Ortsgebrauch

[152] Ortsgebrauch (Ortsüblichkeit, Ortsgewohnheit), Rechtssätze, die an einem Orte bezüglich bestimmter Rechtsverhältnisse auf Grund eines Gewohnheitsrechtes in Anwendung kommen. Derartige Ortsgebräuche treten ergänzend da ein, wo das Gesetz keine diesbezüglichen Bestimmungen enthält. So soll die Vermarkung nach O. vorgenommen werden, wenn die Landesgesetze hierüber keine Bestimmungen enthalten (§ 919 des Bürgerlichen Gesetzbuches). Ebenso entscheidet der O. darüber, ob gewisse Handwerkerwaren auf dem Wochenmarkte nur von den Bewohnern des Marktortes verkauft werden dürfen (Gewerbeordnung, § 64) und ob außer den gewöhnlichen Gegenständen des Wochenmarktverkehrs noch andre überhaupt oder an gewissen Orten als Marktartikel zuzulassen sind (§ 66). Von besonderer Bedeutung ist der O. im Handelsrecht.
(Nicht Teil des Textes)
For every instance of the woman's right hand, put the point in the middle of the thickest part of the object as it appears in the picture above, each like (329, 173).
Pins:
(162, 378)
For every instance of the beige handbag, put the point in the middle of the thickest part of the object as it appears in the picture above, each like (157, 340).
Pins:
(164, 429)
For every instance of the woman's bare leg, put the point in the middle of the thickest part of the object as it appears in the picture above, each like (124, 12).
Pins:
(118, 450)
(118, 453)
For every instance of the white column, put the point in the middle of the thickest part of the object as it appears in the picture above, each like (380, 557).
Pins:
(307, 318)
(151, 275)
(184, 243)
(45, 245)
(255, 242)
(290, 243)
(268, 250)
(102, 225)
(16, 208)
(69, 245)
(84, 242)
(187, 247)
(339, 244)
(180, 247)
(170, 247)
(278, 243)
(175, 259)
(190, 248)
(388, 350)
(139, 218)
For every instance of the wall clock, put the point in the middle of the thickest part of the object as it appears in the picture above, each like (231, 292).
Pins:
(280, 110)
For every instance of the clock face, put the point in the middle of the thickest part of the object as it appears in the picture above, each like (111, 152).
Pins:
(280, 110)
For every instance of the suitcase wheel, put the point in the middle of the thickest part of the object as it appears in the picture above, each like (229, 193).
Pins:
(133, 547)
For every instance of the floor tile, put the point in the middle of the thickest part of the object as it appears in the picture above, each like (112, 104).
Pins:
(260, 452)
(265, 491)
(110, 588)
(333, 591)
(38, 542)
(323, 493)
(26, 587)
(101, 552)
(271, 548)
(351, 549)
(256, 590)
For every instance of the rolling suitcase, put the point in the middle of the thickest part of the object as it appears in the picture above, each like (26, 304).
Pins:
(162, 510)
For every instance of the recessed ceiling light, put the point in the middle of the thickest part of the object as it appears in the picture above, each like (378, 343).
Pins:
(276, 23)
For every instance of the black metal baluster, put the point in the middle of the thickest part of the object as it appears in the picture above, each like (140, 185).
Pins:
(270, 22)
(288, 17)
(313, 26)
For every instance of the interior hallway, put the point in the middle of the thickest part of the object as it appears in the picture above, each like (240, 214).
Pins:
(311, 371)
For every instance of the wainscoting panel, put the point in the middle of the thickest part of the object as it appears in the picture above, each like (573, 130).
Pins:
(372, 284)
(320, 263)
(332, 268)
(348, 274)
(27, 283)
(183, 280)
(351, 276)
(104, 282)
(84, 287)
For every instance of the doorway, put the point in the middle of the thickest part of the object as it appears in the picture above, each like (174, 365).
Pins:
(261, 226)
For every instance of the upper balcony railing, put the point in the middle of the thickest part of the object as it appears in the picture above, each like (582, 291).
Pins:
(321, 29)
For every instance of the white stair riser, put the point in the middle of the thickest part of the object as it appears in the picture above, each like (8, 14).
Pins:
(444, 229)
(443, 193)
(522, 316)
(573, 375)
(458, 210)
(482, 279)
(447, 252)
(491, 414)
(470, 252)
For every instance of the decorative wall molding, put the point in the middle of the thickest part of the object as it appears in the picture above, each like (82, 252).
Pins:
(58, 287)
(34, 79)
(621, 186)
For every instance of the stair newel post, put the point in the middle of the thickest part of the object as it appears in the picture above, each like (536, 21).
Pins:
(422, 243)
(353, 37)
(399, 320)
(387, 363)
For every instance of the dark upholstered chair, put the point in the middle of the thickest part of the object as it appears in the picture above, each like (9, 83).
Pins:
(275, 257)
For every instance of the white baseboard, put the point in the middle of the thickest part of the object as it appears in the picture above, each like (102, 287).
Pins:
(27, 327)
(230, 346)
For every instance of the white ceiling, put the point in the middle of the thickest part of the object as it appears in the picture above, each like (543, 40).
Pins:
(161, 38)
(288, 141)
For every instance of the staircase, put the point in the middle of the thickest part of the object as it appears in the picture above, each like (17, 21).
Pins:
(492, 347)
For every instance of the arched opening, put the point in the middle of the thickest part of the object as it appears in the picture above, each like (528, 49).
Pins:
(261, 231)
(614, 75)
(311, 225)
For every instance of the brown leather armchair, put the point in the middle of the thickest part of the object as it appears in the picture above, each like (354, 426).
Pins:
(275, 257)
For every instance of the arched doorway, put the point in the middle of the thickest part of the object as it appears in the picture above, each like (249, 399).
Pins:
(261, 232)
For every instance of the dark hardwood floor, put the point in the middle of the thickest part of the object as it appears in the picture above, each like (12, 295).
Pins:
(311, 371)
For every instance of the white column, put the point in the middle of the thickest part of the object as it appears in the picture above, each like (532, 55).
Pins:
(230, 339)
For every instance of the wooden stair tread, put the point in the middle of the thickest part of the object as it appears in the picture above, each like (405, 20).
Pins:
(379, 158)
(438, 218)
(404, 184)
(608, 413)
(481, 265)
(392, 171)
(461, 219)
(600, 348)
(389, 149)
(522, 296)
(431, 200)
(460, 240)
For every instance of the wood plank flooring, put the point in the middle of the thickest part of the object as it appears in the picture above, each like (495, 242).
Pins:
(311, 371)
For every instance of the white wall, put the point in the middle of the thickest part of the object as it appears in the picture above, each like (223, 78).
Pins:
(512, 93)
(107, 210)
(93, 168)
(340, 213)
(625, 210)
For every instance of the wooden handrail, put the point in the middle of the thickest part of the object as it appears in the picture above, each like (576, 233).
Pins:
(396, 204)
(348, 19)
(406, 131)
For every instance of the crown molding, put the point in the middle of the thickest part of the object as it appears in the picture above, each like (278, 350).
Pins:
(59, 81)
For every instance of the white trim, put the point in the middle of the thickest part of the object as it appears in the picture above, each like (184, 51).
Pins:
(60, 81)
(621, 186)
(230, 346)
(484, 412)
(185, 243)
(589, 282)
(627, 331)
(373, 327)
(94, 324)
So entscheidet der O. bei Handlungsgehilfen über Art und Umfang der Dienste oder der Vergütung, falls keine besondern Vereinbarungen getroffen sind (§ 59 des Handelsgesetzbuches). Er ist maßgebend mangels besonderer Vereinbarung über die Dauer der Lehrzeit des Handlungslehrlings (§ 77), über die Pflicht des Handelsmäklers, bei welchen Waren er keine Schlußnote zuzustellen, keine Warenproben aufzubewahren hat, sowie darüber, wer den Mäklerlohn zu zahlen hat (§ 94, 96 u. 99). Er entscheidet über die Höhe der Provision und des Lagergeldes, falls ein Kaufmann einer andern Person Geschäfte besorgt oder Dienste leistet (§ 654); ob der Kommissionär eine Auslieferungsprovision verlangen darf, falls das Geschäft nicht zur Ausführung gekommen ist (§ 396); welche Entschädigung dem Frachtführer zu zahlen ist, falls der Absender ohne sein Verschulden vom Vertrag zurücktritt, und innerhalb welcher Zeit der Frachtführer die Beförderung der Ware zu beginnen und zu vollenden hat (§ 428). Endlich ist er maßgebend für die Dauer der Löschzeit und ihre Berechnung bei der Seefracht (§ 595). Vgl. auch Handelsgebrauch.

Quelle:
Meyers Großes Konversations-Lexikon, Band 15. Leipzig 1908, S. 152.